Annaly Capital Management (NLY 0.66%) is a mortgage real estate investment trust (REIT), which differs from the more traditional REITs that manage office or retail properties. These other REITs generally buy properties like buildings and strip malls and make their money from rental income. Mortgage REITs have a different strategy: They are pure investors, buying financial instruments such as mortgage-backed securities, and making their money on the interest that these instruments pay.

Historically, mortgage REITs have tended to focus on buying mortgage-backed securities that were issued by either Fannie Mae or Freddie Mac. These securities are guaranteed by the U.S. government, which means there is no risk to investors that they won't get paid. If one of the underlying mortgages defaults, the mortgage insurer or the government will make the payments. So from an investor's standpoint, the only risk is interest rate risk.

So how are mortgage REITs like Annaly able to pay such a high dividend yield on what would otherwise be considered low-risk investments? Read on.

Picture of interest rates table

Image source: Getty Images.

Interest rate risk versus credit risk

It's helpful to think of all bonds as sitting on a continuum of interest rate risk and credit risk. A 10-year Treasury note has no credit risk (the risk of issuer default is tiny because the government owns the printing press), so it moves based solely on the vagaries of the bond market.

On the other end of the spectrum, a corporate bond with a very low credit rating will be insensitive to the day-to-day movements of the bond market and will be driven by news flow. The higher the risk, the higher the implied yield.

A mortgage-backed security may yield 2.5%, while a distressed corporate bond could yield 25% or more. 

Leverage is the way REITs supercharge returns

Annaly has a portfolio of agency mortgage-backed securities (MBS), and this has historically been the REIT's bread-and-butter way of generating return. You may be asking how a company that invests in mortgage-backed securities earning 2.5% can manage to generate a dividend yield of 10%. The answer: leverage. Annaly borrows money to build a portfolio.

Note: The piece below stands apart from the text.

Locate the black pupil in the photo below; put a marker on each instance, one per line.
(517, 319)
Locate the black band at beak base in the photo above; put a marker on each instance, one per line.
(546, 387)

Leverage is no different in theory than using margin to buy a stock. The upside is magnified and so is the downside. Unlike stock market investors who are limited by Regulation T to no more than 50% leverage, Annaly has no such restriction. Mortgage REITs will generally use somewhere between 500% and 900% leverage. Leverage increases interest rate risk (and mortgage-backed securities have a lot of it), so managing that risk requires sophisticated analysis, and unexpected moves by the Fed can have outsize effects on the portfolio. 

How Annaly constructs a portfolio that works over the entire economic cycle

By diversifying into more credit-based risk (in other words, buying securities that carry risk of default), Annaly is reducing its interest rate risk in the portfolio. These securities have a higher yield, so it requires less leverage to generate an acceptable return to stockholders. Annaly's credit portfolio is much smaller than the agency MBS portfolio; however, the businesses have similar leveraged returns.

The businesses also perform best in different parts of the economic cycle. The traditional agency MBS portfolio does best in a deteriorating economy when investors are selling risky assets to buy safe ones. On the other hand, commercial real estate is cyclical -- when the economy is in good shape, rents increase and defaults fall. Annaly's residential portfolio, which consists of non-guaranteed mortgage-backed securities and whole loans, is also cyclical, but it benefits from a strong supply-demand imbalance in residential property. Finally, the mid-market lending sector is less economically sensitive overall. 

While it looks like the immediate economic environment will be relatively benign with the Fed on hold, Annaly will be positioned for continued growth. The countercyclical nature of the core agency MBS portfolio should perform well even if we hit a recession. If the economy takes off from here, the commercial real estate portfolio will perform well.

In other words, Annaly has positioned itself to support its 10% dividend yield in all economic environments. That makes it a REIT worth paying closer attention to and potentially investing in.